Since ${\tau }_{\mathrm{R}}$ should be independent of the cluster size m, a relation $-\alpha +(d_{\mathrm{f}}+2)/d_{\mathrm{f}}=0$ holds. Thus, we find a relation between the fractal dimension and the exponent $\alpha$ as

$$\begin{array}{c}\hfill d_{\mathrm{f}}=\frac{2}{\alpha -1},\end{array}$$

(22)

and the Rouse relaxation time of the chain is ${\tau }_{\mathrm{R}}\cong {\zeta }_0{\xi }^2{N}^2/k_{\mathrm{B}}T$ [3].

In the concentration region where the gelation occurs, the excluded-volume effect might be screened [2,25,27,28]. Let ${\overline{d}}_{\mathrm{f}}$ be the fractal dimension in that situation. It is related to $d_{\mathrm{f}}$ via [24,25]

$$\begin{array}{c}\hfill {\overline{d}}_{\mathrm{f}}=\frac{2d_{\mathrm{f}}}{d_{\mathrm{s}}+2-2d_{\mathrm{f}}},\end{array}$$

(23)

where $d_{\mathrm{s}}(=3)$ is the space dimension. If the excluded-volume effect is fully screened, by replacing $d_{\mathrm{f}}$ with ${\overline{d}}_{\mathrm{f}}$ in Equation (22) and by using Equation (23), the fractal dimension is obtained as

$$\begin{array}{c}\hfill d_{\mathrm{f}}=\frac{d_{\mathrm{s}}+2}{\alpha +1}.\end{array}$$

(24)

Meanwhile, from Equations (15) and (22), the relation between the viscoelastic exponent n and the fractal dimension $d_{\mathrm{f}}$ is obtained as [25]

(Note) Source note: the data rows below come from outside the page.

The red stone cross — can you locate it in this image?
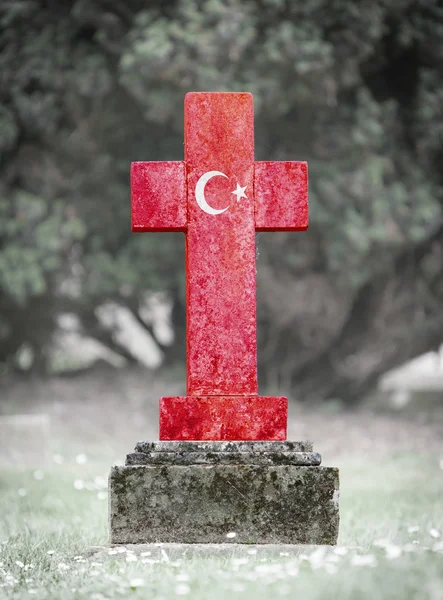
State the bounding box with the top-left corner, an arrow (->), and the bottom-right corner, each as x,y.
131,92 -> 308,440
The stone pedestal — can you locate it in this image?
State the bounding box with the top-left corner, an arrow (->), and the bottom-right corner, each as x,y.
109,441 -> 339,545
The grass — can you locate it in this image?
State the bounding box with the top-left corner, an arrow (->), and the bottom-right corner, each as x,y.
1,452 -> 442,599
1,370 -> 442,599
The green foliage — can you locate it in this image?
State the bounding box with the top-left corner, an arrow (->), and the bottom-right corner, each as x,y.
0,0 -> 442,378
0,192 -> 85,304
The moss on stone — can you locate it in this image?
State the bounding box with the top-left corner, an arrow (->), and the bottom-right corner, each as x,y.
109,464 -> 339,545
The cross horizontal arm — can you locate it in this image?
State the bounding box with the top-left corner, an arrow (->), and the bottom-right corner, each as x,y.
255,161 -> 308,232
131,161 -> 187,232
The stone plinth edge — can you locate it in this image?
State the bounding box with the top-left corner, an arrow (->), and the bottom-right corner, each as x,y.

$$\begin{array}{c}\hfill n=\frac{d_{\mathrm{s}}}{d_{\mathrm{f}}+2},\end{array}$$

(25)

where the hyperscaling hypothesis was assumed [29]:

$$\begin{array}{c}\hfill {\tau }_{\mathrm{F}}=\frac{d_{\mathrm{s}}+d_{\mathrm{f}}}{d_{\mathrm{f}}}.\end{array}$$

(26)

From Equation (25), the fractal dimension when the hyperscaling hypothesis is assumed, and also when the excluded volume effect is unscreened, is obtained as

$$\begin{array}{c}\hfill d_{\mathrm{f}}=\frac{d_{\mathrm{s}}}{n}-2.\end{array}$$

(27)

As in the case where the hyperscaling hypothesis is not assumed, i.e., Equations (22) and (24), the fractal dimension when the excluded-volume effect is fully screened is obtained by replacing $d_{\mathrm{f}}$ with ${\overline{d}}_{\mathrm{f}}$ in Equation (27) and by using Equation (23):

$$\begin{array}{c}\hfill d_{\mathrm{f}}=\frac{(d_{\mathrm{s}}-2n)(d_{\mathrm{s}}+2)}{2(d_{\mathrm{s}}-n)}.\end{array}$$

(28)

Summarizing, in determining the fractal dimension, we consider four different cases depending on whether the excluded-volume effect is unscreened or screened, and whether the hyperscaling hypothesis is assumed or not. See

Table 1. Fractal dimensions for four cases, depending on whether the excluded-volume effect is unscreened or screened and whether the hyperscaling hypothesis is assumed or not.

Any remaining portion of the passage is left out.